Uber’s latest autonomous partnership is less about a single city launch than about testing whether its marketplace model can work in Europe’s tighter regulatory environment. Starting in Zagreb gives the group a manageable entry point, but the bigger question is whether the model can scale across borders.

By Marcus Bennett | Edited by Yuliya Karotkaya Published: Updated:
Uber, Pony.ai and Verne Pick Zagreb for Europe’s Robotaxi Debut
Zagreb is becoming a test case for how autonomous ride services could move from pilot phase to daily urban transport. Photo: Uber

Uber, Pony.ai and Croatian startup Verne are preparing to launch what they describe as Europe’s first commercial robotaxi service, with Zagreb set to become the first market. The partnership combines three separate roles: Pony.ai will provide the autonomous driving system, Verne will own and operate the fleet, and Uber will connect the service to its ride-hailing platform. Public-road testing is already under way, while preparations for paid rides are moving forward.

The deal matters because it reflects how Uber now approaches autonomous vehicles. Instead of trying to build the full stack itself, the company is assembling a network of technology providers, fleet operators and local partners, then positioning its app as the demand layer. In practical terms, Zagreb is not just a launch city. It is a live test of whether that partnership-heavy model can work in Europe, where regulation, urban design and market fragmentation make rollout harder than in the United States or China.

For Verne, the project is also a chance to move beyond the startup stage and become the local operating layer for autonomous mobility.
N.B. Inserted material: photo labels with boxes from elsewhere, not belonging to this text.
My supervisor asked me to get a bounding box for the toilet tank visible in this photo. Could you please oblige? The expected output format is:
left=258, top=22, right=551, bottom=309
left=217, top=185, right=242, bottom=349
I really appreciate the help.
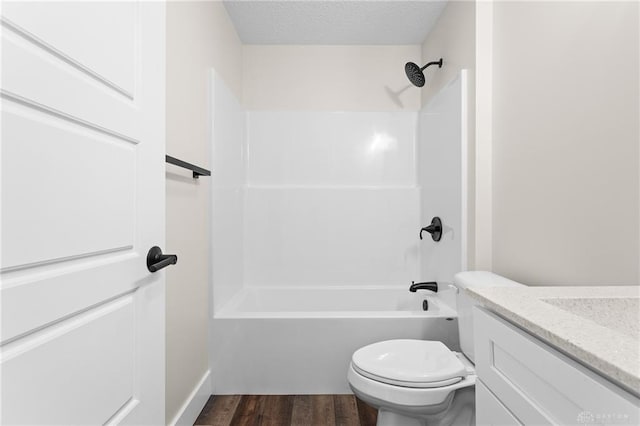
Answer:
left=453, top=271, right=524, bottom=364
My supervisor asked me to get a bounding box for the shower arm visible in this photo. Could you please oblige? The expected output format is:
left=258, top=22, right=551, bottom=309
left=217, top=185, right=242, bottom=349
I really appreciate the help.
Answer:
left=420, top=58, right=442, bottom=71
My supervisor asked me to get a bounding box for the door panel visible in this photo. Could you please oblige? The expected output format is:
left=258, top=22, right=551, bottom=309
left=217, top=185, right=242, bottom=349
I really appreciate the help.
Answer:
left=1, top=102, right=136, bottom=271
left=2, top=295, right=134, bottom=424
left=0, top=1, right=165, bottom=424
left=2, top=1, right=138, bottom=98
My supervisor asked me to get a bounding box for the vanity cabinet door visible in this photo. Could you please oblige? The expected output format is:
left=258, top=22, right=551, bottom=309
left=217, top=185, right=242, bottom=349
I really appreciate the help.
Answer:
left=476, top=380, right=522, bottom=426
left=474, top=308, right=640, bottom=425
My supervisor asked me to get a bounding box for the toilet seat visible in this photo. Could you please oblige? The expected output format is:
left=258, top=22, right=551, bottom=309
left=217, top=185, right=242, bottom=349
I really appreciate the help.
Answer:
left=351, top=339, right=473, bottom=388
left=347, top=362, right=476, bottom=409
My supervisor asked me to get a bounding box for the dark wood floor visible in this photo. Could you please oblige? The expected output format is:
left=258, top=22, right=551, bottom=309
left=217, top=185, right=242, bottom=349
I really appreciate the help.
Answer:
left=195, top=395, right=378, bottom=426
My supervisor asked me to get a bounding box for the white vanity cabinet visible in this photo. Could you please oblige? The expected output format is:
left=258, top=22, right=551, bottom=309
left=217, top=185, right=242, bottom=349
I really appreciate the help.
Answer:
left=473, top=307, right=640, bottom=425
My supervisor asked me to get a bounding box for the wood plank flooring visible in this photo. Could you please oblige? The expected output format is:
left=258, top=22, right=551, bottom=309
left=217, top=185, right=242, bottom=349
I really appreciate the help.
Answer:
left=195, top=395, right=378, bottom=426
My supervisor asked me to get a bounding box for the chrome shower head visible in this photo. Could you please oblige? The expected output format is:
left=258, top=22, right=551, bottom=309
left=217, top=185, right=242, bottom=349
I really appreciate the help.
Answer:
left=404, top=58, right=442, bottom=87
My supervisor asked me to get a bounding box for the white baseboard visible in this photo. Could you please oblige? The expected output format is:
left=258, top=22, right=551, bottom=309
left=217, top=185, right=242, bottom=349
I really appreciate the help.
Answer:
left=169, top=370, right=211, bottom=426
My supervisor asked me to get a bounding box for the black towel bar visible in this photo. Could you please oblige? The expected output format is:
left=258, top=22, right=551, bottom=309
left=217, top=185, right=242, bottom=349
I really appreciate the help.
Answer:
left=165, top=155, right=211, bottom=179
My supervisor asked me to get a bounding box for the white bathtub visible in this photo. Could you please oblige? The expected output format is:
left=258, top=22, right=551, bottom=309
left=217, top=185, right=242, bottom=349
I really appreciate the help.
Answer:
left=211, top=287, right=459, bottom=394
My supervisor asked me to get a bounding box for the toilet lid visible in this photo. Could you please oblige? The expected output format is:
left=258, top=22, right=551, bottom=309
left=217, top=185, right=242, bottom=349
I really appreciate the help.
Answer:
left=352, top=339, right=467, bottom=387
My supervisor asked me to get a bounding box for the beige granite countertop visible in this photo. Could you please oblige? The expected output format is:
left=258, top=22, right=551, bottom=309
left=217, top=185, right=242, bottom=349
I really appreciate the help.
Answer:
left=466, top=286, right=640, bottom=396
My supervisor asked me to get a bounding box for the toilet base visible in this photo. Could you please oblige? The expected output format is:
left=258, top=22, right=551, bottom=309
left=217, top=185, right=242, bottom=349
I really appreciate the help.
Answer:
left=353, top=386, right=475, bottom=426
left=376, top=408, right=427, bottom=426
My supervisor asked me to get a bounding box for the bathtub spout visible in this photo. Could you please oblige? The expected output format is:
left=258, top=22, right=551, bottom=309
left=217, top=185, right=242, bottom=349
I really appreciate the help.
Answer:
left=409, top=281, right=438, bottom=293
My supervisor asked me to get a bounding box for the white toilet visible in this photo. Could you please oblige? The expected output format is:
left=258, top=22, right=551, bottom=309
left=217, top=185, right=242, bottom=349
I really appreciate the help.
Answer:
left=347, top=271, right=522, bottom=426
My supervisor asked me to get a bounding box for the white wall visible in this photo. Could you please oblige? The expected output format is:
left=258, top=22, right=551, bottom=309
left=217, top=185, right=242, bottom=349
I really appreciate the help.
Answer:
left=418, top=71, right=468, bottom=283
left=211, top=72, right=247, bottom=311
left=236, top=45, right=420, bottom=285
left=421, top=1, right=478, bottom=269
left=493, top=2, right=640, bottom=285
left=163, top=1, right=242, bottom=422
left=244, top=111, right=418, bottom=286
left=243, top=45, right=421, bottom=111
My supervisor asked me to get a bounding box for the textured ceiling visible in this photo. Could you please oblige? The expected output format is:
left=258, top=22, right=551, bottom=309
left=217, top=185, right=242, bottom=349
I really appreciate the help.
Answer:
left=224, top=0, right=446, bottom=44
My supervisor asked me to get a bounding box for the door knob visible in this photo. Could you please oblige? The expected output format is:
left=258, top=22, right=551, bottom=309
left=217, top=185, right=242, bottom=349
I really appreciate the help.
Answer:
left=147, top=246, right=178, bottom=272
left=420, top=216, right=442, bottom=241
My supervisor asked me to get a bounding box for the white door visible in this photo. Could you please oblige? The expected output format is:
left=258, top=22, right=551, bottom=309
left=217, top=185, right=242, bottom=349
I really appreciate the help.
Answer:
left=0, top=1, right=165, bottom=425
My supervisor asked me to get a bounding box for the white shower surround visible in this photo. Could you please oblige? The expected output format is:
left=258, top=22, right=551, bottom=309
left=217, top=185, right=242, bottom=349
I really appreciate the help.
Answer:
left=211, top=72, right=466, bottom=394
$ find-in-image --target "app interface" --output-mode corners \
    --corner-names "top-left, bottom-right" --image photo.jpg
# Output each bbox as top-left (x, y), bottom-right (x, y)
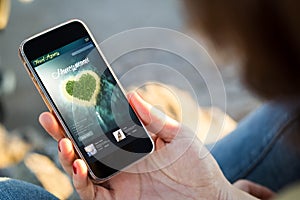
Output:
top-left (31, 37), bottom-right (147, 162)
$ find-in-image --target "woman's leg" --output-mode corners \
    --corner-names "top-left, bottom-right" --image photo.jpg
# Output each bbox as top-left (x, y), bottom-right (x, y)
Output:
top-left (0, 178), bottom-right (57, 200)
top-left (210, 101), bottom-right (300, 191)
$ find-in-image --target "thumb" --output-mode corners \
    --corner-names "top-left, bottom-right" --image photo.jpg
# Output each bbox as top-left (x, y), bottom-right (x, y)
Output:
top-left (233, 180), bottom-right (275, 199)
top-left (128, 92), bottom-right (181, 142)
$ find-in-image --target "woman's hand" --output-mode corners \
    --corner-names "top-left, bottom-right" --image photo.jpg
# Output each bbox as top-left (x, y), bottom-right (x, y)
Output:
top-left (40, 93), bottom-right (253, 200)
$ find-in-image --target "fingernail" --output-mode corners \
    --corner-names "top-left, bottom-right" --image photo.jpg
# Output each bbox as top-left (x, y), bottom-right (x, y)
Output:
top-left (57, 138), bottom-right (63, 152)
top-left (72, 164), bottom-right (77, 174)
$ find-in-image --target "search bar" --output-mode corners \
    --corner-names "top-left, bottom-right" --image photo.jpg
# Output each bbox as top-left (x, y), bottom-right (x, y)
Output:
top-left (71, 44), bottom-right (94, 56)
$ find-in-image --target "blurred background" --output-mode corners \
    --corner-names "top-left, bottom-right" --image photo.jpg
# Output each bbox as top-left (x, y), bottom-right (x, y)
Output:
top-left (0, 0), bottom-right (260, 198)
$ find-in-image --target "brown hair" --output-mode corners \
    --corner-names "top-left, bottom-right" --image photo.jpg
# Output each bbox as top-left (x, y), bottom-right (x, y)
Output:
top-left (185, 0), bottom-right (300, 98)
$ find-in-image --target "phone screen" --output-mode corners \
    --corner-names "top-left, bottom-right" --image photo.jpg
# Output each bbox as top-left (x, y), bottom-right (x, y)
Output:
top-left (21, 20), bottom-right (153, 181)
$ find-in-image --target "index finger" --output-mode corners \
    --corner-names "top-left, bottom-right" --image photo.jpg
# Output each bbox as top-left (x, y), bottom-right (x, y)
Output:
top-left (39, 112), bottom-right (64, 141)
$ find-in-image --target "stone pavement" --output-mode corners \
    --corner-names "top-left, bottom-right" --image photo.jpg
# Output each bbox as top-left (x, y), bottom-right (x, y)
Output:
top-left (0, 0), bottom-right (260, 199)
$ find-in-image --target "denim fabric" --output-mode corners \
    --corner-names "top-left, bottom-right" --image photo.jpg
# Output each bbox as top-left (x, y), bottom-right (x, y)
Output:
top-left (0, 178), bottom-right (57, 200)
top-left (211, 101), bottom-right (300, 191)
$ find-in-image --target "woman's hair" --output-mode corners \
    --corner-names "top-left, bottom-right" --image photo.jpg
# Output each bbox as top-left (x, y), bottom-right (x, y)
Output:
top-left (185, 0), bottom-right (300, 98)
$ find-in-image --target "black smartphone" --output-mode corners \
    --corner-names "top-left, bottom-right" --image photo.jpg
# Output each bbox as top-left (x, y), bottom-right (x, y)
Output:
top-left (19, 20), bottom-right (154, 183)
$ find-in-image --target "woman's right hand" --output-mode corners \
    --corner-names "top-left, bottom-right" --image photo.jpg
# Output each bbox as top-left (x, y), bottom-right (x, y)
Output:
top-left (40, 93), bottom-right (264, 200)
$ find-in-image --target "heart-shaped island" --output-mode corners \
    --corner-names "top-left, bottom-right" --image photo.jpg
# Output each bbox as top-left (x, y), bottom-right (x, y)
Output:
top-left (62, 70), bottom-right (101, 106)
That role may prove more valuable in Europe than the vehicle technology alone, because deployment depends as much on licensing, local coordination and service design as it does on autonomous software.

Why Zagreb Makes Strategic Sense

Zagreb offers a more controlled starting point than a larger Western European capital. It gives the partners a major city environment without the same level of congestion, political sensitivity and operational complexity they would face in places such as Paris, London or Berlin. That makes it a plausible proving ground for commercial service before expansion into tougher markets.
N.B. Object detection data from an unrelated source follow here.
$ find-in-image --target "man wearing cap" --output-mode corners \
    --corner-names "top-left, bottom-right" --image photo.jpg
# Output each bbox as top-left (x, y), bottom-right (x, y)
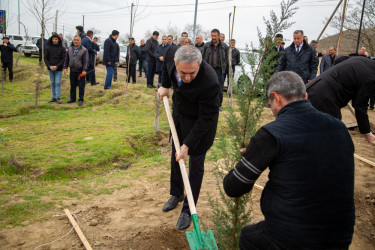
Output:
top-left (64, 35), bottom-right (89, 106)
top-left (44, 33), bottom-right (66, 104)
top-left (76, 25), bottom-right (86, 41)
top-left (36, 33), bottom-right (48, 62)
top-left (103, 30), bottom-right (119, 89)
top-left (0, 36), bottom-right (16, 82)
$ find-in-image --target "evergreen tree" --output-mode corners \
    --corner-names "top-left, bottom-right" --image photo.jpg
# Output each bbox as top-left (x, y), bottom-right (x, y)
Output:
top-left (210, 0), bottom-right (298, 249)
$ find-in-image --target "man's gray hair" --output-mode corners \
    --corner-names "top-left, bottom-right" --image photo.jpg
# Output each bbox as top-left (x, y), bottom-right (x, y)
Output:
top-left (266, 71), bottom-right (306, 101)
top-left (174, 45), bottom-right (202, 65)
top-left (177, 37), bottom-right (193, 45)
top-left (293, 30), bottom-right (303, 35)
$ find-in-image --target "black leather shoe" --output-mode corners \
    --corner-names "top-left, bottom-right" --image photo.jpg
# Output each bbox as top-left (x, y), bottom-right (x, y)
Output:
top-left (176, 212), bottom-right (191, 230)
top-left (163, 195), bottom-right (184, 212)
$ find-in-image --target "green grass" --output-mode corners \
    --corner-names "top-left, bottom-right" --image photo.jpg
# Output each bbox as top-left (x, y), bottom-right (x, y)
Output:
top-left (0, 56), bottom-right (169, 228)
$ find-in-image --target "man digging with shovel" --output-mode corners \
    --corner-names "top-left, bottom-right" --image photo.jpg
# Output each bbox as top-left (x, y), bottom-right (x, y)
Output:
top-left (158, 45), bottom-right (220, 230)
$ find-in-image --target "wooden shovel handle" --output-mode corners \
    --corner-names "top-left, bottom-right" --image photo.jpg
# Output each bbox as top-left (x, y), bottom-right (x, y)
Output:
top-left (163, 96), bottom-right (197, 214)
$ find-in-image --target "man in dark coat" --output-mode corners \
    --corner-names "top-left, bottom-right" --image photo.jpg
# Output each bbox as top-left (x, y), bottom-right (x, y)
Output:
top-left (36, 33), bottom-right (48, 62)
top-left (195, 35), bottom-right (204, 53)
top-left (223, 71), bottom-right (355, 250)
top-left (145, 31), bottom-right (159, 88)
top-left (319, 46), bottom-right (339, 74)
top-left (82, 30), bottom-right (99, 86)
top-left (276, 30), bottom-right (319, 84)
top-left (103, 30), bottom-right (119, 89)
top-left (76, 25), bottom-right (86, 41)
top-left (0, 36), bottom-right (16, 82)
top-left (155, 36), bottom-right (171, 86)
top-left (64, 35), bottom-right (89, 106)
top-left (44, 33), bottom-right (66, 104)
top-left (158, 45), bottom-right (220, 230)
top-left (139, 39), bottom-right (147, 77)
top-left (306, 56), bottom-right (375, 143)
top-left (202, 29), bottom-right (228, 111)
top-left (113, 43), bottom-right (121, 82)
top-left (125, 37), bottom-right (141, 84)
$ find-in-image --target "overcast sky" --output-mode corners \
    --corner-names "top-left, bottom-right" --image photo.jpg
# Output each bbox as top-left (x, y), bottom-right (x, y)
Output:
top-left (0, 0), bottom-right (346, 47)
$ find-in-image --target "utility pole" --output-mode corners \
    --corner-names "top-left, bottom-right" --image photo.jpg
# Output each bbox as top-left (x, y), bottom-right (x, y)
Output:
top-left (193, 0), bottom-right (198, 43)
top-left (337, 0), bottom-right (347, 55)
top-left (18, 0), bottom-right (21, 35)
top-left (55, 10), bottom-right (59, 33)
top-left (355, 0), bottom-right (366, 53)
top-left (129, 3), bottom-right (134, 37)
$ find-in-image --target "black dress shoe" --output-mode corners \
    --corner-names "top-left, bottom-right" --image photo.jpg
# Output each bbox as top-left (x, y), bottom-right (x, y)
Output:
top-left (176, 212), bottom-right (191, 230)
top-left (163, 195), bottom-right (184, 212)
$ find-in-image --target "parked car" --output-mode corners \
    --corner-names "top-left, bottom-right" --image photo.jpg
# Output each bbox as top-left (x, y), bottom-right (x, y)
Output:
top-left (20, 37), bottom-right (40, 57)
top-left (0, 34), bottom-right (25, 51)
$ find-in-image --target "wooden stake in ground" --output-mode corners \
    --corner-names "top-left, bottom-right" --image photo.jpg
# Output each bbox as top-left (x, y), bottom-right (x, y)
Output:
top-left (64, 209), bottom-right (92, 250)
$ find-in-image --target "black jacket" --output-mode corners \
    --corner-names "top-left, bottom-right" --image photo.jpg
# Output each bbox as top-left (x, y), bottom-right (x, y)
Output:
top-left (145, 37), bottom-right (159, 63)
top-left (154, 43), bottom-right (172, 73)
top-left (36, 38), bottom-right (48, 51)
top-left (44, 34), bottom-right (66, 71)
top-left (162, 46), bottom-right (220, 155)
top-left (202, 41), bottom-right (228, 75)
top-left (276, 42), bottom-right (319, 84)
top-left (81, 36), bottom-right (96, 66)
top-left (103, 35), bottom-right (119, 66)
top-left (126, 44), bottom-right (141, 65)
top-left (229, 48), bottom-right (240, 66)
top-left (139, 44), bottom-right (147, 61)
top-left (306, 56), bottom-right (375, 134)
top-left (0, 43), bottom-right (16, 63)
The city also gives Uber a European robotaxi entry point without forcing it to lead the most difficult part of the launch. Verne is expected to handle local readiness and regulatory coordination, which reduces some of the friction that usually slows autonomous deployments. Pony.ai, meanwhile, brings a system that has already been commercialized at scale elsewhere, which helps the group argue that this is not an experimental concept being introduced from scratch.
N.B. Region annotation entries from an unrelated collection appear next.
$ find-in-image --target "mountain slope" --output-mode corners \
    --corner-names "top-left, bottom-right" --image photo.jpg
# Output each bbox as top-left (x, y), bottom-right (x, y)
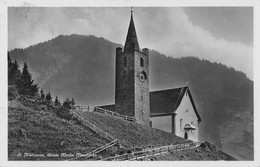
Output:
top-left (10, 35), bottom-right (253, 160)
top-left (8, 97), bottom-right (234, 161)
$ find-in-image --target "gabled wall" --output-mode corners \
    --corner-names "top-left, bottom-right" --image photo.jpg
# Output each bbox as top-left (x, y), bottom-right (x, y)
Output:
top-left (174, 92), bottom-right (199, 141)
top-left (150, 115), bottom-right (173, 133)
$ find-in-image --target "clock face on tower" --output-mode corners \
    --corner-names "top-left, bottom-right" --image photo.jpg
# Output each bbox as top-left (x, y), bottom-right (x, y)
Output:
top-left (139, 73), bottom-right (145, 82)
top-left (138, 71), bottom-right (147, 82)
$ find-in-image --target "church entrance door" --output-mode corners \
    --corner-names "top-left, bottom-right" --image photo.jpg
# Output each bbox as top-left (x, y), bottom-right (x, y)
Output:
top-left (184, 132), bottom-right (188, 139)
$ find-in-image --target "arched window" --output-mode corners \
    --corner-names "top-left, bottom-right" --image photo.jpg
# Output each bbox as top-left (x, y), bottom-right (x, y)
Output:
top-left (124, 57), bottom-right (127, 66)
top-left (180, 118), bottom-right (183, 130)
top-left (140, 57), bottom-right (144, 67)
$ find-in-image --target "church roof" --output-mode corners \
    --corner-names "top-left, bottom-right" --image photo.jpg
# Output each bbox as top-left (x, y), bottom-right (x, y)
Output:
top-left (100, 86), bottom-right (201, 121)
top-left (124, 11), bottom-right (140, 52)
top-left (150, 86), bottom-right (201, 121)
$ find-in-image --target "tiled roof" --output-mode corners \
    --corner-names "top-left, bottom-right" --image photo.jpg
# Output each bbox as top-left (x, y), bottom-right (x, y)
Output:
top-left (100, 86), bottom-right (201, 121)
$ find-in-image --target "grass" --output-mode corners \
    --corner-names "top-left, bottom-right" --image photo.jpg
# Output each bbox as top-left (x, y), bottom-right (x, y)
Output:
top-left (78, 112), bottom-right (190, 148)
top-left (8, 99), bottom-right (234, 161)
top-left (8, 101), bottom-right (108, 160)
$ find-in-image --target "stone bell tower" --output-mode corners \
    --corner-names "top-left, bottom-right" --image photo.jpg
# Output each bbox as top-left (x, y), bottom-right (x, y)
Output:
top-left (115, 11), bottom-right (150, 125)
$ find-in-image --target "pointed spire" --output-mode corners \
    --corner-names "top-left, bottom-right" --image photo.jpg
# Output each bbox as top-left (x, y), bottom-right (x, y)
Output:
top-left (124, 8), bottom-right (140, 52)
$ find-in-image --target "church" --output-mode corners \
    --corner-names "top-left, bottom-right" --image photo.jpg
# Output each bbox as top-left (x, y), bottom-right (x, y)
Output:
top-left (100, 11), bottom-right (201, 141)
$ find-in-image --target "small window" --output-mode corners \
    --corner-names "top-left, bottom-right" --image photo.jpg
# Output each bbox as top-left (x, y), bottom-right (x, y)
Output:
top-left (140, 57), bottom-right (144, 67)
top-left (180, 118), bottom-right (183, 130)
top-left (124, 57), bottom-right (127, 67)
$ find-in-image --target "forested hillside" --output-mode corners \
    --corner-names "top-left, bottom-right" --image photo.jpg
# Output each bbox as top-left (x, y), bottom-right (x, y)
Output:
top-left (10, 35), bottom-right (253, 160)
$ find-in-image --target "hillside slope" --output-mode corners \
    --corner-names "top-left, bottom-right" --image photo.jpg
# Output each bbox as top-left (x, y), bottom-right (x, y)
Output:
top-left (8, 97), bottom-right (234, 161)
top-left (10, 35), bottom-right (254, 160)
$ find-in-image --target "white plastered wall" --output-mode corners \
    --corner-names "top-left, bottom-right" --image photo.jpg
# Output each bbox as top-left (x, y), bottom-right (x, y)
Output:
top-left (175, 93), bottom-right (199, 141)
top-left (150, 115), bottom-right (172, 133)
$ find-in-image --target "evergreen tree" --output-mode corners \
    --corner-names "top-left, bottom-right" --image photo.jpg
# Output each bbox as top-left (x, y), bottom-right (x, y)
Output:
top-left (16, 62), bottom-right (38, 96)
top-left (70, 98), bottom-right (75, 108)
top-left (62, 98), bottom-right (71, 109)
top-left (54, 96), bottom-right (60, 106)
top-left (40, 89), bottom-right (45, 100)
top-left (8, 59), bottom-right (21, 85)
top-left (46, 92), bottom-right (52, 103)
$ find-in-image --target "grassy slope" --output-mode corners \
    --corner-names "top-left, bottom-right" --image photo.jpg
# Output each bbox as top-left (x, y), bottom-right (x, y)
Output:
top-left (155, 147), bottom-right (235, 161)
top-left (8, 102), bottom-right (107, 160)
top-left (78, 112), bottom-right (189, 148)
top-left (8, 98), bottom-right (235, 160)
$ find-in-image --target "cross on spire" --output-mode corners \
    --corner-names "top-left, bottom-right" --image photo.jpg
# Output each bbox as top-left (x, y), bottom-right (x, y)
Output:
top-left (124, 7), bottom-right (140, 52)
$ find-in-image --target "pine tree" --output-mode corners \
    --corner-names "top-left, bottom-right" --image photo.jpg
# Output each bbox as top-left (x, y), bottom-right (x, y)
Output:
top-left (62, 98), bottom-right (71, 109)
top-left (40, 89), bottom-right (45, 100)
top-left (70, 98), bottom-right (75, 108)
top-left (16, 62), bottom-right (38, 96)
top-left (46, 92), bottom-right (52, 103)
top-left (8, 59), bottom-right (21, 85)
top-left (54, 96), bottom-right (60, 106)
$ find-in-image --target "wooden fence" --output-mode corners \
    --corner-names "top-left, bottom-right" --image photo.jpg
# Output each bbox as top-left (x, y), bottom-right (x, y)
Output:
top-left (101, 142), bottom-right (200, 161)
top-left (75, 105), bottom-right (136, 122)
top-left (72, 110), bottom-right (117, 141)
That division of labor is likely the most important part of the announcement. Each company is staying close to its core competence, which improves the odds that the first phase is operationally disciplined rather than overly ambitious.

The Real Test Comes After the Launch

The stronger question is not whether the service can start, but whether it can expand. Europe is rarely a single market in mobility terms. Rules differ by country, city politics matter, and public acceptance of autonomous vehicles remains uneven. A successful launch in Zagreb would still leave open the harder task of replicating the model across multiple jurisdictions.

There is also a commercial issue beneath the technology story. Robotaxi projects often generate strong headlines long before they prove reliable unit economics. Uber is betting that it can avoid some of that risk by acting as distributor rather than developer, while Pony.ai and Verne take on more of the technical and operational burden. That may be a more disciplined way to participate in autonomous transport, but it does not remove the underlying challenge of turning pilot operations into repeatable urban service.

For now, Zagreb is best viewed as a strategic foothold rather than a continental breakthrough. If the service launches smoothly, Europe will have its first meaningful test of whether robotaxis can move from demonstration to routine transport. If it struggles, the lesson may be that autonomous mobility in Europe remains easier to announce than to scale.